When implementing incremental data refresh in Power BI, my main objective is to balance performance and efficiency — especially for large datasets where refreshing the entire model daily is time-consuming and resource-heavy. Incremental refresh allows Power BI to load only new or updated data instead of reprocessing the entire dataset each time.
I usually begin by identifying the table that holds historical data, typically a fact table such as Sales or Transactions. The first step is to make sure the source table includes a date column that can be used to filter data based on time — for example, an OrderDate or ModifiedDate column. Then, in Power Query, I create two range parameters: RangeStart and RangeEnd, both of type DateTime. These parameters act as placeholders for Power BI to determine which portion of data to load during each refresh cycle.
Next, I apply these parameters in the query filter — something like:= Table.SelectRows(Source, each [OrderDate] >= RangeStart and [OrderDate] < RangeEnd)
This ensures that during dataset refresh, Power BI dynamically replaces these parameter values to pull only the relevant partitions of data. Once the parameters are applied, I publish the report to the Power BI Service.
In the Power BI Service, I enable Incremental Refresh from the dataset settings. For example, I might configure it to “store data for the past five years” but “refresh only the last one month.” This setup means Power BI will keep five years of data in the model, but during each refresh, it only queries and updates the past month, leaving the historical partitions untouched.
I applied this approach in a retail analytics project where the sales table contained over 250 million records. Before using incremental refresh, the dataset refresh took nearly two hours. After enabling incremental refresh, the refresh time dropped to around 10 minutes because only the recent data (typically the last few days) was being reloaded.
One of the challenges I encountered was data source compatibility. Incremental refresh requires the data source to support query folding — meaning Power BI must be able to push the date filter logic back to the database. Initially, our data source was a custom API that didn’t support folding, so Power BI ended up loading all data locally before filtering. To fix this, I switched to using a SQL view that exposed the same API data via an intermediate staging table in the database, which supported query folding perfectly.
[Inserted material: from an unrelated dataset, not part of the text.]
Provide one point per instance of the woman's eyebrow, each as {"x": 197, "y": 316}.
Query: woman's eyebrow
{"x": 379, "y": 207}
Another challenge was ensuring data updates within the refresh period — for instance, late-arriving transactions. I addressed this by configuring a “detect data changes” field (like a LastModifiedDate column), which allows Power BI to automatically reprocess only partitions where data was modified recently.
The limitation with incremental refresh is that it’s only available in Power BI Premium or Pro workspaces using Import mode; it doesn’t apply to DirectQuery datasets. Also, you can’t preview incremental refresh results in Power BI Desktop — it runs only after publishing.
As an alternative, when incremental refresh isn’t available, I’ve implemented manual partitioning in Azure Analysis Services or via Dataflows — splitting data by month or year and refreshing only recent partitions programmatically through the Power BI REST API.
In summary, incremental refresh in Power BI is a powerful technique to handle large datasets efficiently. It reduces refresh time, minimizes load on the data source, and ensures users always see up-to-date data without the overhead of reloading historical information every time.